How Should You Spend Your Budget?
Once you have established what your online marketing budget is, you are probably wondering how you should spend it. We have compiled a list of areas where you should be spending your marketing budget, in no particular order.
- Improving your website
- Starting or improving a business blog
- Creating offers and using them to convert leads
- Social media marketing
- SEO, including local SEO
- Pay Per Click advertising
- Online press releases
- Facebook, Twitter or LinkedIn ads (depending on your target market!)
- YouTube video marketing
- Instagram, Pinterest or Snapchat
- And more
If you are just starting out, you probably won’t want to spread your marketing budget too thin, so start with one or two core items (usually your website and blog first) and build on them until they are working well. Then add new channels one or two at a time. Remember that setting up a new online marketing channel takes more work and generally costs more than maintaining one, so you can regulate your spending by taking things one step at a time. Even Neil Patel (@NeilPatel) advocates a scaled approach like this.
Measure & Track Results
To get the best return from your online marketing budget, measuring and tracking results is probably the most critical thing you can do. Install and use a tracking platform like Google Analytics. Measure your baseline reach. Then track results every time you add another marketing channel to your funnel. Keep what works, and change what does not. In fact, in their annual state of online marketing report, HubSpot (@HubSpot) noted that marketers who check their metrics more frequently get a better ROI than those who don’t.

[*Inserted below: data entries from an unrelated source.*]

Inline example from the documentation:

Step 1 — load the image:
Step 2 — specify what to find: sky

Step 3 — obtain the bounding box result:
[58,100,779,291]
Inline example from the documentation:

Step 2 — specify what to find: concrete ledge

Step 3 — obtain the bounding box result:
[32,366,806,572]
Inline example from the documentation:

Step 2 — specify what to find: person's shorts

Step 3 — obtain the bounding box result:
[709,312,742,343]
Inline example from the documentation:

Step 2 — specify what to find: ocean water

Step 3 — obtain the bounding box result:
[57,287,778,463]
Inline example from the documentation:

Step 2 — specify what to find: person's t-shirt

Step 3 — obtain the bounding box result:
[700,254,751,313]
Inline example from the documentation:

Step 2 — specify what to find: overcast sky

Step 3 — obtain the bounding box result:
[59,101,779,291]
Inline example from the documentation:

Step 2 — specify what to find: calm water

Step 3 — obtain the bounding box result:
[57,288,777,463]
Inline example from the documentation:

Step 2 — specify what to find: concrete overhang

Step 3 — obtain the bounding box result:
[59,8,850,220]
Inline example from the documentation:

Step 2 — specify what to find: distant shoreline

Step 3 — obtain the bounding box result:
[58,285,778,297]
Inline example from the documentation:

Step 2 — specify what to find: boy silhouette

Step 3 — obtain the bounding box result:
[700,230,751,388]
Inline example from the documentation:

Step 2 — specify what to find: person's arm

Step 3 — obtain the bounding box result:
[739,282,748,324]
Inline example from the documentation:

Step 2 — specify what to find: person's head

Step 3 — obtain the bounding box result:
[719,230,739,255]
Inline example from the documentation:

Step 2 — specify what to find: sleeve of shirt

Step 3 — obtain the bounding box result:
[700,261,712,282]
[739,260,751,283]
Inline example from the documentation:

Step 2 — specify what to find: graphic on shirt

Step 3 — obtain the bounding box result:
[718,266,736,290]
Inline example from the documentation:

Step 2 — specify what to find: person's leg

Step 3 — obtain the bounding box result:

If you are going to be using PPC as part of your online marketing strategy, measuring & tracking of your conversions via that channel will be critical too. Create distinct campaigns and landing pages. Track which keywords are performing best in terms of conversions. Increase spending on high converting keywords, and eliminate campaigns that are not turning visitors into leads or clients. WordStream (@WordStream) even recommend using keyword analytics data to develop products your clients are looking for.
Where to Splurge & Where to Save
If you have a tiny online marketing budget, and you already have a website, then the one place we would recommend you spend time and money is on content marketing. Great content is the corner stone of a successful inbound marketing campaign. Everything else you will do with your online marketing efforts will direct visitors to your content, so you want to make sure that it’s high quality, engaging, and positions you as an expert.
There are low cost online marketing options, as noted by Quicksprout, but most of them rely on content in some form, so if you’re going to spend anywhere, start there, by developing a killer strategy and scaling as you go along. In fact, Seth Godin (@ThisIsSethsBlog), who once famously said that content marketing is the only marketing left, has revised his position. He now feels that companies should hire editors rather than brand managers.
A Plan That Is Flexible & Scalable
The most important thing to remember about B2B digital marketing is that it can and will grow with your company. Even if your budget is tiny now, it will not be in a few years, but the mechanisms and channels you put into place now will still be sending customers to your website and your business.
If you can afford to, and without sounding biased, engaging a professional to help you create an online marketing plan that is tailored to your marketing budget now and in the future can be a worthwhile exercise if you can afford to. There is a learning curve involved in online marketing, and while you can do some research and implement a plan yourself, it can take time, trial and error, and end up costing more in time and sweat equity than you would spend hiring a professional.
That having been said, if you cannot afford that just yet, there are great free resources (like this blog) on the internet that can help you get started.